3 Goose Hunts that Broke the Rules

By author of The Duck Blog

Reflecting on honkers from last season that wouldn’t play the game but ended on the dinner table anyway

Canada geese don't always follow the rules. Sometimes, you have to respond in kind to turn the tables. Photo © Nick Costas

Honkers can get under my skin any year, but this past season in particular, I encountered several flocks of geese that spiked my blood pressure and elicited creative vocabulary. But I managed to outmaneuver them in the end. Here’s a look the types of problem geese I encountered and how I dealt with each.

The Surveyors

Some honkers seem to have an internal plat book, because they somehow know the location of municipal limits and property lines and always stick to the safe side of those boundaries. Killing them can be tough unless you convince them they should stop elsewhere for a visit.

In October, I located good numbers of geese in a cut cornfield near a highway. The owner of the field doesn’t allow hunting, so setting up on the X wasn’t an option. After watching the birds for several mornings, though, I had an idea.

The geese were roosting on a pond north of the field, and my friends and I had permission to hunt the farm between the roost and the hot feed. If we waited for a day with a stiff south wind, we could set up along the fence line between the properties and try to run traffic.

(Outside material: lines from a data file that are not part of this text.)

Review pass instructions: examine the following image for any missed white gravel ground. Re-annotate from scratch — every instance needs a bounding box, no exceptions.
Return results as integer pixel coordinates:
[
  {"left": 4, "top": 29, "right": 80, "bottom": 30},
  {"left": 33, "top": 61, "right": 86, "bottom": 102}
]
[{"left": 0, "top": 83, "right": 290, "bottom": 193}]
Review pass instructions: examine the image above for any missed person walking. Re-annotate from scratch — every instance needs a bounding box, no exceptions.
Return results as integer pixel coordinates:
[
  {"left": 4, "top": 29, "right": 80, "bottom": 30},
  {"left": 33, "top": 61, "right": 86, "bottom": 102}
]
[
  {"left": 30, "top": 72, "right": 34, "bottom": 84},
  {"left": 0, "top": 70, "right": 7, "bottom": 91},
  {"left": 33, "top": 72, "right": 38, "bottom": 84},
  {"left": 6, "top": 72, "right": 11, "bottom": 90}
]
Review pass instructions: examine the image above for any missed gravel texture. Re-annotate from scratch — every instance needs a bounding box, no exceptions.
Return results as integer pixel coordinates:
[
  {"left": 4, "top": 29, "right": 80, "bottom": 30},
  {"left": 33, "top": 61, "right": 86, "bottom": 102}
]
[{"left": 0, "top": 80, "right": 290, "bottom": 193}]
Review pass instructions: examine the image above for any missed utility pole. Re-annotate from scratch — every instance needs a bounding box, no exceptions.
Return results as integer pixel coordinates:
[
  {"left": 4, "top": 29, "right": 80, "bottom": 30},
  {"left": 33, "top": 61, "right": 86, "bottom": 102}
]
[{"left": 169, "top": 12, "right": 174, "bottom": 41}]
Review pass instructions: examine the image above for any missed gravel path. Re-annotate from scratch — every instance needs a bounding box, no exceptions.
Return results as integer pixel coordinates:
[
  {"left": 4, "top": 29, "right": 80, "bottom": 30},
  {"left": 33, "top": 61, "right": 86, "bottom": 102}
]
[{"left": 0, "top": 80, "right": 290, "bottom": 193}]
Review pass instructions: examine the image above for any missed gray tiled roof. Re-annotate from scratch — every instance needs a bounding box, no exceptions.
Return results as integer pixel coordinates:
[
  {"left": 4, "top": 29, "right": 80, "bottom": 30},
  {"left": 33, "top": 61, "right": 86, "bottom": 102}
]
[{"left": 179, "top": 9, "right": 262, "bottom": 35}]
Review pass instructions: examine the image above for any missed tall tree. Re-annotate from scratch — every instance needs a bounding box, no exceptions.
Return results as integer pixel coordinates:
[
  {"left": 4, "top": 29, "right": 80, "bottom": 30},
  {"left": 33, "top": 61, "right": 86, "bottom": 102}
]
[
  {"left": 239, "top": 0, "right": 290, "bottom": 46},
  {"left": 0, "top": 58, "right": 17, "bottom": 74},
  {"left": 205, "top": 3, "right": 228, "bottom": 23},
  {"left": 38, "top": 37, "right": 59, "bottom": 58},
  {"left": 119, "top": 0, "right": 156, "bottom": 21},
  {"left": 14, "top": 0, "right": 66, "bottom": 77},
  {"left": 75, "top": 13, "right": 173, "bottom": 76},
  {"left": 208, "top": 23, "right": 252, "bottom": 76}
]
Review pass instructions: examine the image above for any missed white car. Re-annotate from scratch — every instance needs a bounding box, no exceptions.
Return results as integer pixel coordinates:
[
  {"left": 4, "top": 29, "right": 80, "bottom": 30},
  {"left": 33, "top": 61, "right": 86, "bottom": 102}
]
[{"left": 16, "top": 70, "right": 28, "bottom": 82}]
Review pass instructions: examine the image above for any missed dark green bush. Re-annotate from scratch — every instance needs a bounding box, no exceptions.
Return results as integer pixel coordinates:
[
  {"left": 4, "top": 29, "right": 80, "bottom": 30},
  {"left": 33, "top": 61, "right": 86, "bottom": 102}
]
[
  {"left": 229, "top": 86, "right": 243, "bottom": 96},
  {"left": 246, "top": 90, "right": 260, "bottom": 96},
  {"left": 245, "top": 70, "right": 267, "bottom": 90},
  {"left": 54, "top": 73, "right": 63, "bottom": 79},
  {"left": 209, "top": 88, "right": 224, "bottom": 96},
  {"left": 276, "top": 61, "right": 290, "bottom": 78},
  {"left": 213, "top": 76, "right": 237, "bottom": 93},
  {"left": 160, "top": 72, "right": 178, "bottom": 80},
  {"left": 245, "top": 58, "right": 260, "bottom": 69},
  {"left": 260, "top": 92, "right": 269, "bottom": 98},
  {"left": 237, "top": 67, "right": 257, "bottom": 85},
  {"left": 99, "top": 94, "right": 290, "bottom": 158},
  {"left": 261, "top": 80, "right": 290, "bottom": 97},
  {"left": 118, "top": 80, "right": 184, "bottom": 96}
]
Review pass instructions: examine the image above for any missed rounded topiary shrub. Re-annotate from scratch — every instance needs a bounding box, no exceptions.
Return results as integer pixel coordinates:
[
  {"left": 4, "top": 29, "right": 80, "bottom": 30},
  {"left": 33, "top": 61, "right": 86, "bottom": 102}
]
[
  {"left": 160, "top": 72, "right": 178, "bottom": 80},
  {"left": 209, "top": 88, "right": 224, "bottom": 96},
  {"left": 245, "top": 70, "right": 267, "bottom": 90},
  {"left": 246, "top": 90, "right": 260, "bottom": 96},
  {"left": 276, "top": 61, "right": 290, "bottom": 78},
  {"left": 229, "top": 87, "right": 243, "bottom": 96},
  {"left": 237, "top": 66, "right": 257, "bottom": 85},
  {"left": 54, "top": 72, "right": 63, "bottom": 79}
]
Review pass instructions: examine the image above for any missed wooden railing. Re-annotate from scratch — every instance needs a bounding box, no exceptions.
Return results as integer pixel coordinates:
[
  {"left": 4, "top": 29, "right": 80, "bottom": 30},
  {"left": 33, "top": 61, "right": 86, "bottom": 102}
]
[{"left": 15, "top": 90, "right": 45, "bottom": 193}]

This plan worked better than we’d hoped. Instead of merely getting a few fly-bys, we had great in-your-face decoying action and limited quickly. The geese never returned to the out-of-bounds field, and I was OK with that.

The Short-Stoppers

Late-season geese can be buggers about finishing in the decoys, even if your concealment is good and your spread looks inviting. Sometimes, you need to pull a 180 on them.

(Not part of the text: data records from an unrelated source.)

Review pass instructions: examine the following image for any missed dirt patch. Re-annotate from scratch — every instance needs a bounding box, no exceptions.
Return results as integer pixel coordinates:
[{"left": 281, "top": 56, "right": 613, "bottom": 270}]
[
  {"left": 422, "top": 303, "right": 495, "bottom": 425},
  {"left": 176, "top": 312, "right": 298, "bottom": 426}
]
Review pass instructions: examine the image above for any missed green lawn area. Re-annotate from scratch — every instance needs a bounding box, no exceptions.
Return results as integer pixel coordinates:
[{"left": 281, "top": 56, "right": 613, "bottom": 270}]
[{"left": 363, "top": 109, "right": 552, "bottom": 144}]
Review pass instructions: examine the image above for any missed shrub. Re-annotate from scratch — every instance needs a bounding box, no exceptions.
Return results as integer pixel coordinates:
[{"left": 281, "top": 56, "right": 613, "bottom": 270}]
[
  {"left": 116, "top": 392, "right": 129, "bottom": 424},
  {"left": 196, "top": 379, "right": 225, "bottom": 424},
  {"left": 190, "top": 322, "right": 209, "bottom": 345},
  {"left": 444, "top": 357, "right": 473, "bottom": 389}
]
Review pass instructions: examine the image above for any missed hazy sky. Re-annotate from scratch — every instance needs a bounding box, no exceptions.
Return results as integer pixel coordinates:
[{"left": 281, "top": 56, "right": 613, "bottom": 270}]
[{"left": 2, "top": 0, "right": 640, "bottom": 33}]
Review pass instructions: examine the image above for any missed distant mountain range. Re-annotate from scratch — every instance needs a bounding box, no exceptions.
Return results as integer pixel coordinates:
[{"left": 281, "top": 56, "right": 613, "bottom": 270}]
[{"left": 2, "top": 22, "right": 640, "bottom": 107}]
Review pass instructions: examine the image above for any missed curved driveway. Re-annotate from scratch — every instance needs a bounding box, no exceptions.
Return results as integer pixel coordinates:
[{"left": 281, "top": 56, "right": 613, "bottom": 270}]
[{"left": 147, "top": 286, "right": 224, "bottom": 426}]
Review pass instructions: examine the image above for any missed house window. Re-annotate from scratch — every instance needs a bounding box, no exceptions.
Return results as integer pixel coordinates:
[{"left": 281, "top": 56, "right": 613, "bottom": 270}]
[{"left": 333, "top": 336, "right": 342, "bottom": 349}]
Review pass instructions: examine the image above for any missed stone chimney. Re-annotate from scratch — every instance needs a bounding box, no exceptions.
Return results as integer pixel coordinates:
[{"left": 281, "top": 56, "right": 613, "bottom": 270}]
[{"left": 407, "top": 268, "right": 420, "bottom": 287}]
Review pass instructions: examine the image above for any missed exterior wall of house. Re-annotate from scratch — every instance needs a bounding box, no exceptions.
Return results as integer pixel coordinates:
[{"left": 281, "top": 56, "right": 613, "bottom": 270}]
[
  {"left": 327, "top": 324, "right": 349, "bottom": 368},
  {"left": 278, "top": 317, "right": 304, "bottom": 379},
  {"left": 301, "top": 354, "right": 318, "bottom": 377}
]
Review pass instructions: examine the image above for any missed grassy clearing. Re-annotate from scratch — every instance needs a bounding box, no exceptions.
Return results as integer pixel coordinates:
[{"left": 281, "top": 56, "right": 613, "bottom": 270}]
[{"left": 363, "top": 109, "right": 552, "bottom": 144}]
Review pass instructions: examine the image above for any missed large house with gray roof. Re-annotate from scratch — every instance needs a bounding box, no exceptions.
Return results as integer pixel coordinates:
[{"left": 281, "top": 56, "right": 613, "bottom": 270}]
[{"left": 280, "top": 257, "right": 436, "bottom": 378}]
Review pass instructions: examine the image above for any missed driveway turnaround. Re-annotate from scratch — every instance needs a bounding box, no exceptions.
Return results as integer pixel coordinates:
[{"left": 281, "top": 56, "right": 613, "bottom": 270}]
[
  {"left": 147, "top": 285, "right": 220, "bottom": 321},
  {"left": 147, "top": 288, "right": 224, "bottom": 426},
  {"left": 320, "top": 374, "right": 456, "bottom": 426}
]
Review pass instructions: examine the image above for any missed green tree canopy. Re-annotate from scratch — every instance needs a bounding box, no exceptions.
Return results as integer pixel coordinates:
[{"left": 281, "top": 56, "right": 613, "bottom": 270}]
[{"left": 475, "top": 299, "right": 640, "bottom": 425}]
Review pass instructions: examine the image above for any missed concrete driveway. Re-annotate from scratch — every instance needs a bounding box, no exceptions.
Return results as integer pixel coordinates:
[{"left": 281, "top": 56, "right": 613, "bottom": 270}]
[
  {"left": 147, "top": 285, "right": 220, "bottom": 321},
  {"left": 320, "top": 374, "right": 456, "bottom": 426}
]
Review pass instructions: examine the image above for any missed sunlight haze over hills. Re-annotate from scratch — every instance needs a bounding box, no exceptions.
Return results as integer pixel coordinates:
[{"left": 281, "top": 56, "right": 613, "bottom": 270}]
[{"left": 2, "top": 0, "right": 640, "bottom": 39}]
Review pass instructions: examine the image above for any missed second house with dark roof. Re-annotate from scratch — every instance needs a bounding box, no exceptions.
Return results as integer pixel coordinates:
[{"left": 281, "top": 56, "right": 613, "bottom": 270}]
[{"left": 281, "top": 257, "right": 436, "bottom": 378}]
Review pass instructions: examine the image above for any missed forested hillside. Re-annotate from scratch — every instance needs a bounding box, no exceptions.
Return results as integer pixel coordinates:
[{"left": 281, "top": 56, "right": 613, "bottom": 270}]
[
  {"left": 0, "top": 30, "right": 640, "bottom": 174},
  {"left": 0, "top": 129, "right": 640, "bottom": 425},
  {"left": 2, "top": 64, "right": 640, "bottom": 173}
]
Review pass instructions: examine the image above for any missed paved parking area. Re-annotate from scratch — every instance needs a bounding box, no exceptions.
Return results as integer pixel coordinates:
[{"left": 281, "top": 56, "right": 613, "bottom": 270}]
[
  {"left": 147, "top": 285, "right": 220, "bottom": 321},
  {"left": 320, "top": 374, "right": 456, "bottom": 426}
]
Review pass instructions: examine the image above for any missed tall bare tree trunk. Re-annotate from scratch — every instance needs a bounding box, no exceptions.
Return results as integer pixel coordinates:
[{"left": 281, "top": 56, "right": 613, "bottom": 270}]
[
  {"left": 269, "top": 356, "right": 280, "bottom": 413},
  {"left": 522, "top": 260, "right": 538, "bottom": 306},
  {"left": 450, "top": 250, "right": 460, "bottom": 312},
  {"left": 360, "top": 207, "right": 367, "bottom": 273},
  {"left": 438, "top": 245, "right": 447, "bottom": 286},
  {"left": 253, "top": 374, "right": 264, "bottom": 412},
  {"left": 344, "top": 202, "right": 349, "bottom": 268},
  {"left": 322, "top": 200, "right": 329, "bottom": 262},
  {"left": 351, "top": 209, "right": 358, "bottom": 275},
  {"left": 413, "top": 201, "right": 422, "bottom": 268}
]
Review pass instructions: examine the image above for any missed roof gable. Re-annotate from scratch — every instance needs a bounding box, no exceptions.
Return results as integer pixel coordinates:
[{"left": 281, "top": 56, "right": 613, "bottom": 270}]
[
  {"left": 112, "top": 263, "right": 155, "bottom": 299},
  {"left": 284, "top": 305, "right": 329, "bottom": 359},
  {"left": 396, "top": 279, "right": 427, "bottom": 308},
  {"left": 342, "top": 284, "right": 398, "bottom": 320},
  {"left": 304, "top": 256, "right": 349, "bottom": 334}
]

During the season's final days, 150-plus geese were feeding daily in a snow-covered stubble field. A buddy and I enjoyed one good shoot there, but we struck out during subsequent hunts because birds coasted just out of range or short-stopped the spread to land in an adjacent field. One day, I’d had enough.

“Let’s set the spread like usual, but set up downwind to catch them coming in,” I said.

My buddy agreed, and we even found good hides by the large tires of a massive pivot system. Sure enough, the honkers lifted off their roost on cue and began their steady approach to the field. And when several of them dropped altitude and coasted toward landing spots outside our decoys, they came right over our heads.

Falling geese can make quite a dent in snowdrifts. Just saying.

The Roost-Buster

Conventional etiquette holds that you shouldn’t shoot a roost water. Doing so can be difficult, unless you slip in well before daylight to avoid flushing birds. But when the season is ticking down and that roost is the only water not covered in ice, the rules change.

I’d intended to hunt mallards on the half-frozen lake that morning, but several hundred departing geese surprised me. "No way they’re coming back," I thought.

But as the morning progressed and the duck flight slowed, I noticed several batches of geese returning to the lake from nearby fields. Smaller lakes and ponds where the geese would typically loaf at midday were frozen so, just like me, the geese had fewer open-water options.

I hadn’t brought any goose decoys, but I had a call and found a decent setup with good cover. And when a returning flock swooped low for a look, I added a grain-fed honker to the mallards in my skiff.